2.a) La contre-valeur du seuil en monnaies nationales est en principe révisée tous les deux ans avec effet au 1er janvier 1992. Le calcul de cette contre-valeur est basé sur la moyenne des valeurs quotidiennes de ces monnaies, exprimées en écus, durant les vingt-quatre mois qui se terminent le dernier jour du mois d'août qui précède la révision ayant effet le 1er janvier. Ces contre-valeurs sont publiées au Journal officiel des Communautés européennes dès les premiers jours de novembre.
b) La méthode de calcul prévue au point a) est réexaminée, sur proposition de la Commission, par le comité consultatif pour les marchés publics, en principe deux ans après sa première application.

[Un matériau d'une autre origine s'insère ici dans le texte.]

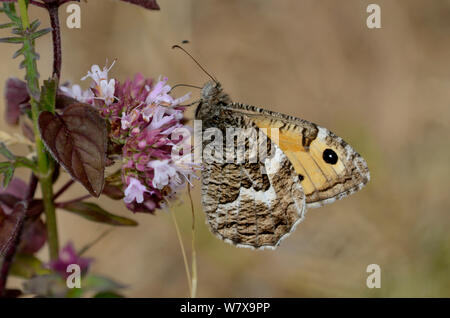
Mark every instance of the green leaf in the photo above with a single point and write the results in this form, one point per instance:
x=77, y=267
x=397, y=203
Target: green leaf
x=27, y=266
x=24, y=162
x=48, y=285
x=10, y=10
x=40, y=33
x=12, y=40
x=5, y=165
x=93, y=212
x=19, y=52
x=48, y=95
x=7, y=176
x=108, y=294
x=6, y=25
x=34, y=25
x=5, y=152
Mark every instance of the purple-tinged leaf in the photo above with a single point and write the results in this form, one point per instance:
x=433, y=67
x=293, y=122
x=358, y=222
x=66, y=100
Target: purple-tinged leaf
x=33, y=236
x=100, y=283
x=48, y=94
x=35, y=208
x=147, y=4
x=12, y=293
x=27, y=131
x=12, y=40
x=78, y=140
x=15, y=94
x=93, y=212
x=112, y=191
x=7, y=202
x=10, y=227
x=17, y=187
x=14, y=192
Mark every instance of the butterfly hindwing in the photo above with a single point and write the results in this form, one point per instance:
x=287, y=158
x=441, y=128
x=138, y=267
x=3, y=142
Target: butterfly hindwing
x=253, y=204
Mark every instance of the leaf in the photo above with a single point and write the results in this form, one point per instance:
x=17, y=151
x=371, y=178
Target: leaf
x=8, y=201
x=17, y=188
x=63, y=101
x=50, y=285
x=77, y=139
x=93, y=212
x=147, y=4
x=108, y=294
x=7, y=176
x=99, y=284
x=40, y=33
x=15, y=94
x=6, y=25
x=12, y=39
x=11, y=139
x=27, y=266
x=112, y=191
x=48, y=95
x=33, y=236
x=5, y=152
x=12, y=293
x=10, y=226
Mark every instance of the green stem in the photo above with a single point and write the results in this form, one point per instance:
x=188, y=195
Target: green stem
x=24, y=14
x=45, y=163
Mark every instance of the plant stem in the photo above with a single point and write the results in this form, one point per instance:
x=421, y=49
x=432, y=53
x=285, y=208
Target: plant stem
x=193, y=252
x=45, y=164
x=62, y=204
x=24, y=14
x=63, y=188
x=183, y=252
x=56, y=36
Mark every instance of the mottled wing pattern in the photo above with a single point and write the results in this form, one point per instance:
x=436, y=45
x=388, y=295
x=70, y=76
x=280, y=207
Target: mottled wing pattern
x=253, y=204
x=304, y=143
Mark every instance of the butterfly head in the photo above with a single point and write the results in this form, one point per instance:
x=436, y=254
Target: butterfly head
x=212, y=93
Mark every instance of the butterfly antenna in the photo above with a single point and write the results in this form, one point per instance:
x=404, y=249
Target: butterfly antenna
x=196, y=62
x=185, y=85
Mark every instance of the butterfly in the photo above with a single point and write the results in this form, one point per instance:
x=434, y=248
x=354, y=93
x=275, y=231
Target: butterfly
x=257, y=203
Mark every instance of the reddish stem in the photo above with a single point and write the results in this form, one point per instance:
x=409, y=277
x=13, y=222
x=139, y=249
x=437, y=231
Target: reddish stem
x=63, y=189
x=62, y=204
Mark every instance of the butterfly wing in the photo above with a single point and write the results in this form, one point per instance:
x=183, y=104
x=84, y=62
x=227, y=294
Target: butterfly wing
x=253, y=204
x=329, y=168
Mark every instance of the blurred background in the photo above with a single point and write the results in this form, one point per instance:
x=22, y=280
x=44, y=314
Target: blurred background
x=385, y=91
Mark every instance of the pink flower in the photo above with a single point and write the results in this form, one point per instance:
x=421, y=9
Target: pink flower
x=163, y=171
x=76, y=92
x=134, y=191
x=143, y=120
x=68, y=256
x=159, y=94
x=97, y=75
x=106, y=91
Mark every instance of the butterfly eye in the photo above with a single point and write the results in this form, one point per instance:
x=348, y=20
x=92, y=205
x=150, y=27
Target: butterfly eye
x=329, y=156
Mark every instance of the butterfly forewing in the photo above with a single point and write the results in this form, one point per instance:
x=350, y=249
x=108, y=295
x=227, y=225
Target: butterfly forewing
x=257, y=203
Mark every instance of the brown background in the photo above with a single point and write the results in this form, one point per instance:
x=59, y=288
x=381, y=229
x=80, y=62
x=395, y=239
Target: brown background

3. Lorsqu'un ouvrage est réparti en plusieurs lots faisant chacun l'objet d'un marché, la valeur de chaque lot doit être prise en compte pour l'évaluation du montant indiqué au paragraphe 1. Lorsque la valeur cumulée des lots égale ou dépasse le montant indiqué au paragraphe 1, les dispositions de ce paragraphe s'appliquent à tous les lots. Toutefois, les pouvoirs adjudicateurs peuvent déroger à l'application du paragraphe 1 pour des lots dont la valeur estimée hors TVA est inférieure à 1 000 000 d'écus, pour autant que le montant cumulé de ces lots n'excède pas 20 % de la valeur cumulée des lots.
4. Aucun ouvrage ni aucun marché ne peut être scindé en vue d'être soustrait à l'application de la présente directive.
5. Pour le calcul du montant visé au paragraphe 1 ainsi qu'à l'article 7, est prise en considération, outre celle des montants des marchés publics de travaux, la valeur estimée des fournitures nécessaires à l'exécution des travaux et mises à la disposition de l'entrepreneur par les pouvoirs adjudicateurs.
Article 7
1. Pour passer leurs marchés publics de travaux, les pouvoirs adjudicateurs appliquent les procédures définies à l'article 1er points e), f) et g), adaptées à la présente directive.